Racialized health inequities persist in the United States, with Black, Indigenous, and people of color experiencing worse health outcomes compared to their white counterparts. Past and present laws and policies determine the inequitable allocation of health-related social, economic, political, and environmental resources and harms across racialized groups today. Timely and credible research on the health and societal effects of laws can empower public health and community leaders to identify, assess, and implement evidence-based legal changes with the potential to mitigate racialized social, economic, and health inequities.

Multi-principal investigators Dr. Madina Agénor of Brown University School of Public Health and Dr. S. Bryn Austin of Boston Children’s Hospital and Harvard T.H. Chan School of Public Health laid the groundwork for this project by developing a comprehensive state-level legal database of 843 laws in 10 legal domains related to structural racism in all 50 U.S. states and the District of Columbia (D.C.) covering four years from 2010 through 2013.

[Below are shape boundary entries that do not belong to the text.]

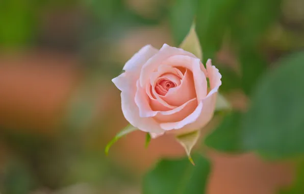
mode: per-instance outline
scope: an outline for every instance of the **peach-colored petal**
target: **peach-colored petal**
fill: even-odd
[[[181,85],[181,78],[179,76],[173,74],[164,74],[159,78],[159,80],[162,79],[170,80],[174,83],[176,86],[179,86]]]
[[[201,70],[201,62],[199,59],[186,56],[175,55],[163,62],[164,64],[175,66],[182,66],[192,71],[197,102],[207,95],[207,81],[205,75]]]
[[[201,113],[202,109],[202,102],[200,102],[194,111],[184,119],[178,122],[163,123],[160,124],[160,126],[164,130],[168,131],[172,129],[180,129],[186,125],[195,122]]]
[[[181,129],[181,131],[179,132],[188,133],[200,130],[206,126],[213,117],[217,94],[217,92],[214,93],[212,95],[209,95],[202,100],[203,107],[198,117],[194,122]]]
[[[188,56],[194,58],[197,58],[194,55],[185,51],[182,48],[171,47],[167,44],[164,44],[159,52],[151,57],[143,65],[140,77],[140,83],[141,87],[144,87],[149,82],[149,76],[156,69],[157,69],[163,61],[170,57],[176,55]]]
[[[143,131],[158,134],[163,133],[159,124],[153,118],[139,116],[139,110],[134,101],[137,89],[135,74],[126,71],[123,74],[124,75],[119,78],[114,78],[112,80],[121,90],[121,109],[125,119],[132,125]]]
[[[155,90],[155,88],[154,88],[154,86],[155,86],[155,84],[156,83],[156,82],[157,81],[157,79],[158,78],[159,76],[159,72],[155,72],[154,73],[153,73],[150,75],[150,84],[152,86],[152,88],[151,88],[152,93],[155,96],[155,98],[156,98],[156,99],[161,104],[162,104],[163,105],[164,105],[165,107],[167,107],[167,108],[171,108],[171,109],[173,109],[173,108],[176,108],[177,106],[170,105],[168,104],[167,102],[166,102],[165,101],[164,101],[163,99],[162,99],[159,96],[159,95],[157,93],[157,92],[156,92],[156,91]]]
[[[151,136],[152,139],[155,139],[156,138],[157,138],[160,136],[163,135],[164,134],[164,133],[165,133],[165,132],[160,133],[159,134],[155,133],[150,133],[150,136]]]
[[[209,83],[210,83],[210,89],[211,89],[208,95],[212,95],[213,93],[217,91],[219,86],[222,84],[221,81],[222,76],[218,72],[218,69],[215,66],[212,65],[211,59],[208,59],[206,66],[207,67]]]
[[[154,118],[160,123],[177,122],[190,114],[197,106],[197,102],[194,98],[174,109],[159,112]]]
[[[201,100],[203,106],[201,111],[199,113],[199,116],[194,122],[189,123],[179,130],[171,131],[170,132],[182,134],[197,130],[205,127],[212,118],[215,109],[217,91],[221,84],[220,80],[221,75],[218,72],[218,69],[211,65],[210,60],[208,60],[207,61],[207,66],[211,90],[206,98]],[[212,83],[212,84],[211,84]],[[173,125],[171,125],[171,128],[173,129],[172,127]],[[161,124],[161,127],[165,129],[163,127],[162,127],[162,124]],[[169,126],[165,127],[167,127],[167,129],[170,129]]]
[[[195,88],[192,73],[187,70],[181,85],[170,88],[164,96],[161,96],[169,104],[181,106],[185,102],[196,98]]]
[[[135,102],[139,109],[139,116],[141,117],[149,117],[154,116],[157,111],[151,109],[149,104],[148,95],[145,90],[140,86],[139,80],[136,82],[137,90],[135,94]]]
[[[123,69],[125,71],[136,71],[139,74],[143,64],[158,51],[149,44],[143,46],[127,61]]]
[[[167,91],[162,86],[155,86],[155,91],[158,94],[161,95],[165,95],[167,93]]]

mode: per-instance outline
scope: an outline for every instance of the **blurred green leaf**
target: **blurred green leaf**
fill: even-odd
[[[239,47],[242,87],[247,94],[267,67],[260,45],[265,32],[277,18],[281,2],[240,1],[235,19],[230,21],[232,36]]]
[[[198,0],[175,0],[170,12],[172,34],[176,45],[188,34],[194,20]]]
[[[197,130],[185,134],[180,135],[175,137],[176,140],[185,149],[189,160],[193,165],[195,164],[194,164],[193,159],[191,157],[191,152],[193,146],[196,143],[200,134],[200,131]]]
[[[246,94],[249,94],[252,87],[265,70],[267,62],[264,57],[254,48],[244,48],[240,52],[239,60],[241,64],[241,85]]]
[[[263,34],[277,19],[282,0],[240,1],[235,19],[230,21],[232,35],[242,47],[257,45]]]
[[[35,6],[22,0],[0,3],[0,46],[22,46],[32,38]]]
[[[192,25],[187,36],[179,47],[185,51],[193,54],[197,58],[202,60],[202,53],[195,28],[195,25]]]
[[[217,92],[216,103],[215,104],[215,111],[227,111],[232,108],[231,105],[219,92]]]
[[[256,85],[241,125],[244,148],[272,158],[304,154],[304,53],[278,62]]]
[[[132,126],[131,124],[129,124],[125,128],[124,128],[124,129],[117,133],[114,138],[107,144],[107,147],[106,147],[106,149],[105,150],[106,154],[108,155],[109,153],[109,150],[110,150],[110,148],[112,145],[113,145],[115,142],[117,141],[117,140],[121,137],[122,137],[125,135],[138,130],[138,129],[137,128]]]
[[[239,0],[200,0],[196,13],[196,31],[205,59],[214,58],[220,48],[229,21]]]
[[[296,172],[296,177],[293,184],[289,188],[281,190],[280,194],[304,193],[304,162],[298,165]]]
[[[195,166],[187,158],[163,159],[144,178],[143,194],[205,193],[209,161],[195,155]]]
[[[227,65],[216,65],[222,75],[222,85],[220,87],[221,93],[229,92],[233,89],[241,88],[241,77]]]
[[[221,152],[242,152],[240,137],[241,115],[240,112],[233,112],[225,116],[219,126],[206,137],[205,143]]]
[[[28,194],[33,188],[34,177],[20,160],[10,161],[3,175],[2,191],[5,194]]]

Now, with the support from RWJF and in collaboration with Co-investigators Dr. Renée Boynton-Jarrett of Boston Medical Center and Vital Village Networks, where she is Founding Director, Lindsay K. Cloud, Deputy Director of CPHLR at Temple University, Dr. Alison Tovar of Brown University School of Public Health, and Dr. Ariel Beccia of Boston Children’s Hospital, the team will expand the database to include U.S. state laws related to food (in)justice and extend the database to cover laws, updated annually, through 2024. In addition, the team will develop an interactive online mapping interface that researchers, advocates, community members, policymakers, and public health practitioners can use to identify laws that help promote or mitigate structural racism in every state to advance their anti-racism and racial justice efforts across the U.S.

“This generous support from RWJF to extend the existing database to prior years (beginning in 1996) through the present (2024) will facilitate longitudinal analyses that capture the cumulative effects of structural racism-related state laws on racialized health inequities across the life course and in historical context” said Lindsay K. Cloud, JD, PhD(c), Deputy Director of CPHLR. “We are so grateful to join this exceptional team doing essential work to empower public health and community leaders to advance social change.” 

Ultimately the goal of this innovative project is to catalyze impactful evidence-based policy and community change toward a future where all people have access to the resources they need to be well.